Suriye ve Irak’ta uzun süredir devam eden iç savaş, siyasi belirsizlik ve istikrarsızlığa bağlı olarak her iki ülkede de sayıları/etki alanları daha da artan terör örgütleri ve şiddeti gittikçe yükselen terör eylemlerinin doğurduğu savaş ortamı, sadece bu ülkeler için değil, öncelikle başta Ortadoğu olmak üzere, bütün dünya için insani ve siyasi açıdan yüksek risk kaynağı haline gelmiştir. Suriye ve Irak’taki çatışma ve savaş ortamının başlangıcından itibaren Türkiye, bölgenin en güçlü devleti ve medeniyet havzasının merkez ülkesi olmasına bağlı olarak devleti ve milletiyle başta insani yardım olmak üzere, her açıdan yüksek sorumluluk almış ve bu sorumluluğu bihakkın yerine getirmiştir.

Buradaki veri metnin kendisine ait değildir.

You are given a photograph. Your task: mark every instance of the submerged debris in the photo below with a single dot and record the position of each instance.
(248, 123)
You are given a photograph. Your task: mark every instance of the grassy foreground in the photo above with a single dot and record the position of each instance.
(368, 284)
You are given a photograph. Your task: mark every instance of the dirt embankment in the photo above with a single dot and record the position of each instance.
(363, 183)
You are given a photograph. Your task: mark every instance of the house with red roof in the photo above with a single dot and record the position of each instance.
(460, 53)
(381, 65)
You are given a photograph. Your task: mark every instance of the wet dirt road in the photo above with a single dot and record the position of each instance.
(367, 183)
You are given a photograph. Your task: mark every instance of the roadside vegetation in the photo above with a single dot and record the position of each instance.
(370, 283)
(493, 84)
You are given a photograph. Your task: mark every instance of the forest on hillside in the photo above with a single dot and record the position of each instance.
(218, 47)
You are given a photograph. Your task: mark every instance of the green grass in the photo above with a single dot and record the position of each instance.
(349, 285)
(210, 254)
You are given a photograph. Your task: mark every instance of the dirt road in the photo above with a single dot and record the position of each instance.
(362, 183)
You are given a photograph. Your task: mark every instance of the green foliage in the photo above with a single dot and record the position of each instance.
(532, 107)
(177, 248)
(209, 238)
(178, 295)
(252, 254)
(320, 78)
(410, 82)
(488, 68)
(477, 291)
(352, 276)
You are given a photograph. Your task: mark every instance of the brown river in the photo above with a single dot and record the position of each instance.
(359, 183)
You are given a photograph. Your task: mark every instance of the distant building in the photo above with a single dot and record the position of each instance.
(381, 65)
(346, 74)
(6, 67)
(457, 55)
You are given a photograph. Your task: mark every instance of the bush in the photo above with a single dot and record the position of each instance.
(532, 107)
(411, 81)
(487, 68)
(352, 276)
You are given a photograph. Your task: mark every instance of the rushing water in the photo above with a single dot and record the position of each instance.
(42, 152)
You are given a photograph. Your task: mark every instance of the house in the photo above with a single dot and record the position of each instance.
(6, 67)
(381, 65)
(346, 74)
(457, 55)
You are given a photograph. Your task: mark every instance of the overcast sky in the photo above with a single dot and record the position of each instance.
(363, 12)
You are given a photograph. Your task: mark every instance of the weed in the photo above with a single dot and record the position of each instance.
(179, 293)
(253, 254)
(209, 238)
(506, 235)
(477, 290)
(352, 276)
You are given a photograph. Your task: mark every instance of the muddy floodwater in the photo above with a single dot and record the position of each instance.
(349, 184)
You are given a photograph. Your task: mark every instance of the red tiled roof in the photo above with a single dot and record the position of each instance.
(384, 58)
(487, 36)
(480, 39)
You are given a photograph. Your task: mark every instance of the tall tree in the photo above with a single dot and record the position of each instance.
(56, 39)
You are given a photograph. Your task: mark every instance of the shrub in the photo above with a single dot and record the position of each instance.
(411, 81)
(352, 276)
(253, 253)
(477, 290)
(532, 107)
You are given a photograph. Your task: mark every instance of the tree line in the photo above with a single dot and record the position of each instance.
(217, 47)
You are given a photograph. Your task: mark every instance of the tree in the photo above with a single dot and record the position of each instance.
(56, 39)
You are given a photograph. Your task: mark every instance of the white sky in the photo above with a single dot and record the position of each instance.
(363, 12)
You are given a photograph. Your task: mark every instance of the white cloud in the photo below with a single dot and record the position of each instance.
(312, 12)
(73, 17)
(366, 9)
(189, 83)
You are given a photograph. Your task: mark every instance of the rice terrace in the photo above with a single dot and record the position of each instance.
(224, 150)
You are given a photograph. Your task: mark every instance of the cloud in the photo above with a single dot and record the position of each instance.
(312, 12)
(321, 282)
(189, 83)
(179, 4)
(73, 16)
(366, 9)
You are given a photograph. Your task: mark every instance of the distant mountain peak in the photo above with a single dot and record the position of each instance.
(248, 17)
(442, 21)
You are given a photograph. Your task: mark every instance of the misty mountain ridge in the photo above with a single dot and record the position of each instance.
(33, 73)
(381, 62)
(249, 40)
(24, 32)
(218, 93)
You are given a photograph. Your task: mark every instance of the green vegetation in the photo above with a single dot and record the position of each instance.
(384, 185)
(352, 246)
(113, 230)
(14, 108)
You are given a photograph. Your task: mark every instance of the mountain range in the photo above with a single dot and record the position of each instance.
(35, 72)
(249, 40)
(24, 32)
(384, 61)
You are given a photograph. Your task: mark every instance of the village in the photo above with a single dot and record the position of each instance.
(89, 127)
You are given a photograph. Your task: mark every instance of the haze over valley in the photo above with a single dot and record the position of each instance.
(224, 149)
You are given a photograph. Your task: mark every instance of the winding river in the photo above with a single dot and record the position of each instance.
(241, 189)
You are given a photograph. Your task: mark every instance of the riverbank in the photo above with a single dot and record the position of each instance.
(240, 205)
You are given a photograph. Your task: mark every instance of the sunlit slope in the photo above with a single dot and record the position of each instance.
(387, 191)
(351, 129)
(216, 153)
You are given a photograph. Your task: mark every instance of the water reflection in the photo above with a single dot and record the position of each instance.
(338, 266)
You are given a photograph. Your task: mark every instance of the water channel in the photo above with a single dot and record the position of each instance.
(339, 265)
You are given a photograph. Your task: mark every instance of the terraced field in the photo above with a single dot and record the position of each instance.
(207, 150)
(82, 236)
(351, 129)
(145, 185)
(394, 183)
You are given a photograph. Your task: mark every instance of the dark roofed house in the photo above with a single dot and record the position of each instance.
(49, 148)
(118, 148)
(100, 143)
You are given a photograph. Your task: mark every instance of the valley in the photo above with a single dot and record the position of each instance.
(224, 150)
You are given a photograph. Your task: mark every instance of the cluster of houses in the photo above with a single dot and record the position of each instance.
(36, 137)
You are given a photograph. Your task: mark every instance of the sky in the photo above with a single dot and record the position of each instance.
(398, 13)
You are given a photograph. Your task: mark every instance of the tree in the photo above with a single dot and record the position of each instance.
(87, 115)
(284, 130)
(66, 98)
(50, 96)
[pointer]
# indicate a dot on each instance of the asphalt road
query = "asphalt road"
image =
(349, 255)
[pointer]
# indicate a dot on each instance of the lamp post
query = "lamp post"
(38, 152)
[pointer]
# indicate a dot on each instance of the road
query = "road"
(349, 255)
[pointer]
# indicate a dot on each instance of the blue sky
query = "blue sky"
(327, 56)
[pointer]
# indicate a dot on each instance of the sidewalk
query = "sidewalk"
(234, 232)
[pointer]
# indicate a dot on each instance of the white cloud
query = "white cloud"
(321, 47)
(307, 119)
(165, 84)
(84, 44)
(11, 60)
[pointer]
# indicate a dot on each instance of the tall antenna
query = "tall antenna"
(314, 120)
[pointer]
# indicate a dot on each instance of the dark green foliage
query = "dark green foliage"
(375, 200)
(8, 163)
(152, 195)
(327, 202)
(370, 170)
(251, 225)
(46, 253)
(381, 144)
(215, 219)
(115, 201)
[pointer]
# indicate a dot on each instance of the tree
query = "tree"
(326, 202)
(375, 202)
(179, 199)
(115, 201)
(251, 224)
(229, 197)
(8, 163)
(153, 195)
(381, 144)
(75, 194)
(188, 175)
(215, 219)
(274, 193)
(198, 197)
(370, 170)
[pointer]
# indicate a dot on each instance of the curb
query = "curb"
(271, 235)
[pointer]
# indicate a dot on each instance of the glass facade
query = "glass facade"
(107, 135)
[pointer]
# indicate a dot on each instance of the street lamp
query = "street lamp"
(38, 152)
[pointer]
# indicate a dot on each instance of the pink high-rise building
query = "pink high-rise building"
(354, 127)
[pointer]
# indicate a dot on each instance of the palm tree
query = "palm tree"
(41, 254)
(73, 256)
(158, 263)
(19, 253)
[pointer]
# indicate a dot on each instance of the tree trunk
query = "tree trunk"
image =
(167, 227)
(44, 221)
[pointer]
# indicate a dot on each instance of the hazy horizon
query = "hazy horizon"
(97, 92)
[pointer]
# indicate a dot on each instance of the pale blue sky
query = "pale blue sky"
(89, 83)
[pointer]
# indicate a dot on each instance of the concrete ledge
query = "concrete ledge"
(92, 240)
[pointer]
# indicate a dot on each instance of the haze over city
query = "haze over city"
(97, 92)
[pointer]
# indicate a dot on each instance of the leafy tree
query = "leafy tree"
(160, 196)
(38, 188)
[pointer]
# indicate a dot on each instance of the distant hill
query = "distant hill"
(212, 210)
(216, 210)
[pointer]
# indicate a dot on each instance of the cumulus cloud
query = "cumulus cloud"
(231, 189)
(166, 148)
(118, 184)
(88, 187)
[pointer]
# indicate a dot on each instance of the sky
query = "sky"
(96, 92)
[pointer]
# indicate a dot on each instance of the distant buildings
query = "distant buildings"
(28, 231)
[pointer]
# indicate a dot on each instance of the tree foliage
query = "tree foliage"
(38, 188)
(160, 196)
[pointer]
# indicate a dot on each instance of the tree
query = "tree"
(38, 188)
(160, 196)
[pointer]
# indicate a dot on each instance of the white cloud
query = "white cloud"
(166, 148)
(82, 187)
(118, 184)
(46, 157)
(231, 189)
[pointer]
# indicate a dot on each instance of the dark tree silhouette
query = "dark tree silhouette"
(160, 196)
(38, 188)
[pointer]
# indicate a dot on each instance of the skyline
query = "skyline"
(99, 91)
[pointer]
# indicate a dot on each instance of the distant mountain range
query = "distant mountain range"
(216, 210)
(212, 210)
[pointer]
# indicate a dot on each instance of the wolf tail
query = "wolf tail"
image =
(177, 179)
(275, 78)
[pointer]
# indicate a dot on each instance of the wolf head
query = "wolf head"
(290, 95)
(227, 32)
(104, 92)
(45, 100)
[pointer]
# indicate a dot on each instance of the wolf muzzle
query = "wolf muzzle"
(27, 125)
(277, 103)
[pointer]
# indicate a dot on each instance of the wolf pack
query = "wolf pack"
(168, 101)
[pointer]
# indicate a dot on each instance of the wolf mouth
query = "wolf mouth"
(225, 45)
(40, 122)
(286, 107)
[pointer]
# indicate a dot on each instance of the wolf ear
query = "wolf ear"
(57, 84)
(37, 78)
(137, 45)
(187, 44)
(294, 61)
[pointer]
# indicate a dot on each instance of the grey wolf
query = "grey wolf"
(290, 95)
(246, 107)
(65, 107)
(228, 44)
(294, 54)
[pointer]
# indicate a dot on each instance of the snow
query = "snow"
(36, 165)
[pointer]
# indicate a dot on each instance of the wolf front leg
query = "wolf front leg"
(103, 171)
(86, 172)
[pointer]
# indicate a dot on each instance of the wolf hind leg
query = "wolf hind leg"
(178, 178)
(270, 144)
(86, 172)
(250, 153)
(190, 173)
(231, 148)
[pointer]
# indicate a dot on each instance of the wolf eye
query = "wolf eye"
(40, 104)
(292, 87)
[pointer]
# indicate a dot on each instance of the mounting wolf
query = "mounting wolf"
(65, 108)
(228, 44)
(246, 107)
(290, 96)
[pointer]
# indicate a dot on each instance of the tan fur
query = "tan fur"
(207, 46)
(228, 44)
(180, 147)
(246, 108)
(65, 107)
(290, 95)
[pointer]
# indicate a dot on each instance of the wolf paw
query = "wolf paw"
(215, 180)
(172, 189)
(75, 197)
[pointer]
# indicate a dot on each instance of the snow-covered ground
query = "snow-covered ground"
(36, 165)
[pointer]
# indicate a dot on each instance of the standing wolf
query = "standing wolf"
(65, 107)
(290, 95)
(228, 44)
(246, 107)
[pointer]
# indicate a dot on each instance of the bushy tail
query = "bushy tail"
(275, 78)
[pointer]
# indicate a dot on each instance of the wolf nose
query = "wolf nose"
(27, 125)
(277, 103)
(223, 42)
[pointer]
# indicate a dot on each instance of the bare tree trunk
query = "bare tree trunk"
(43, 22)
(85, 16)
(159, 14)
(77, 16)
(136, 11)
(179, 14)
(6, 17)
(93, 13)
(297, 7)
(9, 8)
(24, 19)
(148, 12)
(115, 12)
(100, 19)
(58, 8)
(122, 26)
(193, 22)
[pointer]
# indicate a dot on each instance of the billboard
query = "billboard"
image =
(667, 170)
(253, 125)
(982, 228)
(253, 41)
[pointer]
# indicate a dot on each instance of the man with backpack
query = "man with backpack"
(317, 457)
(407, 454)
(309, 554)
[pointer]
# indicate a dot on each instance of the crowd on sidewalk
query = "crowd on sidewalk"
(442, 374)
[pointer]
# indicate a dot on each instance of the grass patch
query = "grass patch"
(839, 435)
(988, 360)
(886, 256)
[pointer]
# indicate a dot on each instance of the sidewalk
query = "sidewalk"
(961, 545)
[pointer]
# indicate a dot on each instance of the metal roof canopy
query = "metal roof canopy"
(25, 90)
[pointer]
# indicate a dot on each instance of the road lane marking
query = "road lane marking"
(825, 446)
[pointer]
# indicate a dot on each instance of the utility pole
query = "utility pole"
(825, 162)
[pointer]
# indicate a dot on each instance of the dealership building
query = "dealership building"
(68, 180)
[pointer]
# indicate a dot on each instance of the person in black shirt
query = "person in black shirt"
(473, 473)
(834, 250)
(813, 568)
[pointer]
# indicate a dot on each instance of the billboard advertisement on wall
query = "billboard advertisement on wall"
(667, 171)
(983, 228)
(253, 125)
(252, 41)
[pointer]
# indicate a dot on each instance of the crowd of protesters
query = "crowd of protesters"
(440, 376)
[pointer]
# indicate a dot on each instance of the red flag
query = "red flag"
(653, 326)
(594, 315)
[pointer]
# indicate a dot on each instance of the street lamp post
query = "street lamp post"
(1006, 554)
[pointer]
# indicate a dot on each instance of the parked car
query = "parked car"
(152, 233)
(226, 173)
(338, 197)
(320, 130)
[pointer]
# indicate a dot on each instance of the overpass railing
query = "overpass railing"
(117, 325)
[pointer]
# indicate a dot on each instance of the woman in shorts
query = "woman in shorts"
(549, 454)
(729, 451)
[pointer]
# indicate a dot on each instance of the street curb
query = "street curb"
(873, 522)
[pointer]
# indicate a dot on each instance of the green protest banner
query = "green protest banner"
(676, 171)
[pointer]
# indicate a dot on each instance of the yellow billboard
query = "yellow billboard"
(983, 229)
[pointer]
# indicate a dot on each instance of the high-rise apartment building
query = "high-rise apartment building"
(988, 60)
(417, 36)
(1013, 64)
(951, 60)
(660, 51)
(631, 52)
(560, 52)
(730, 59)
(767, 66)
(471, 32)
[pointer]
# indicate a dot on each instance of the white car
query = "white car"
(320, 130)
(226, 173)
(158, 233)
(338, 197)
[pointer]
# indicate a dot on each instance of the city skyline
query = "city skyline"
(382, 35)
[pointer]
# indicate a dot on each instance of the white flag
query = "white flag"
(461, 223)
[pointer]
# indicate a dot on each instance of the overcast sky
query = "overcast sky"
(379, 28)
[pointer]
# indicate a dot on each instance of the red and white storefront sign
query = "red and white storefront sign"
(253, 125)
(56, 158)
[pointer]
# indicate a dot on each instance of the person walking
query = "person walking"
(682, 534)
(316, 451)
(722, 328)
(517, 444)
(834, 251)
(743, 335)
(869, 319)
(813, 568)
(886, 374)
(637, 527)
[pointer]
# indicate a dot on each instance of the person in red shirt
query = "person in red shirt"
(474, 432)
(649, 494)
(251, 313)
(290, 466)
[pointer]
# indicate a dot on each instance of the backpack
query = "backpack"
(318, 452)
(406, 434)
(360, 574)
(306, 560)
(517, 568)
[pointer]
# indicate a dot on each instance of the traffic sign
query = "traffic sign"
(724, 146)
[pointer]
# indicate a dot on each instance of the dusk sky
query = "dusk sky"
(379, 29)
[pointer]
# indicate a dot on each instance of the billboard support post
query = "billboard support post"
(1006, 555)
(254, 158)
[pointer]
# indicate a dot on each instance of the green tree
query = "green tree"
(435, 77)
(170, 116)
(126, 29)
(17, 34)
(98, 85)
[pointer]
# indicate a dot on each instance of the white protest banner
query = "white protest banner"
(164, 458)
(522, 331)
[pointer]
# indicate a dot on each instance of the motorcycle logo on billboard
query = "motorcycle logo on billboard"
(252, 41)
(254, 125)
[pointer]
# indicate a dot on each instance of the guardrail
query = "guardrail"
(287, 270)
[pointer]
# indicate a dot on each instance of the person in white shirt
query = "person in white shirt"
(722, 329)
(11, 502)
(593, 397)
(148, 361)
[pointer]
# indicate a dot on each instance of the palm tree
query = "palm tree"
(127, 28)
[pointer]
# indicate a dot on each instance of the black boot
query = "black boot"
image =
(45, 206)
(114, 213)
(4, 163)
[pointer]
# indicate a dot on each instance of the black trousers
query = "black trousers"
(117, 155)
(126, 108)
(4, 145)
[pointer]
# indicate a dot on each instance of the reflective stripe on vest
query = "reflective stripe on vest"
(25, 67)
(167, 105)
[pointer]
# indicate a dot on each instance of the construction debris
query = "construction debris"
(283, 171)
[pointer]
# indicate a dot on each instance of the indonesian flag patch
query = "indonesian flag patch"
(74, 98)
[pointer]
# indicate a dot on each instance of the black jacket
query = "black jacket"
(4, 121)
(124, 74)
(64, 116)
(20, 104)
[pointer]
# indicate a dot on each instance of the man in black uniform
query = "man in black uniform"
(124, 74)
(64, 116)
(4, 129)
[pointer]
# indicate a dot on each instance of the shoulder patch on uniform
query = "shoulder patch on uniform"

Taraflarından en az birinin terör örgütü olduğu silahlı çatışmalar ve savaş ortamı, Suriye ile ülkemiz arasındaki kara sınırına dayanmış durumdadır. 4 yıla yakın süredir Esed yönetiminin insanlık dışı eylemlerine maruz kalan Suriyeli kardeşlerimiz ile ülkelerindeki siyasi belirsizlik nedeniyle çok daha uzun süredir huzur ve insani yaşam koşullarından mahrum kalan Iraklı kardeşlerimiz, ne yazık ki şimdi de kendisini İslam’la ilişkilendirme hadsizliğine düşen bir terör örgütünün vahşet ifadesinin bile yetersiz kaldığı insanlık dışı muameleleriyle karşı karşıyadır.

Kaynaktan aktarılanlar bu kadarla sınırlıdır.